Evan: “Exactly. Terrible!”

That was basically our conversation. I got a picture with him as well before we ventured back to our seats.

Frank was back at the merch table at the end of the show, and surprisingly wasn’t swarmed. Because I had him sign my bucket list he didn’t get around to signing my poster (and I also hadn’t asked). My sister suggested going back over because she wanted another picture.

It was a very brief interaction. I asked him to sign the poster, and because my sister wanted another picture with him I asked first. He’s a very patient and kind human being so of course said yes. I particularly love how he looks in my picture with him. I look ridiculous so probably won’t post it anywhere other than my Facebook, but he looks fantastic! There’s some serious revenge-era-hair going on there. And as much as Frank would hate hearing it, epic eyebrows!
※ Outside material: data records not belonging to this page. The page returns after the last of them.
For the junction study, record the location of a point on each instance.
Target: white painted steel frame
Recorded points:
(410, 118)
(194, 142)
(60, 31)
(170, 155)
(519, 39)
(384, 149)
I feel very fortunate to have met Frank, because he inspires me to be me. Frank is a huge advocate for people just being their own weird selves, and that was motivating to hear when I was seventeen. It’s still motivating for me to hear as an adult. Teachers and parents can say the exact same words, but I don’t think many of them understand the impact it can have coming from a musician or band whose music or attitude reflects that which you are going through.

So I really couldn’t say it enough. Thank you, Frank.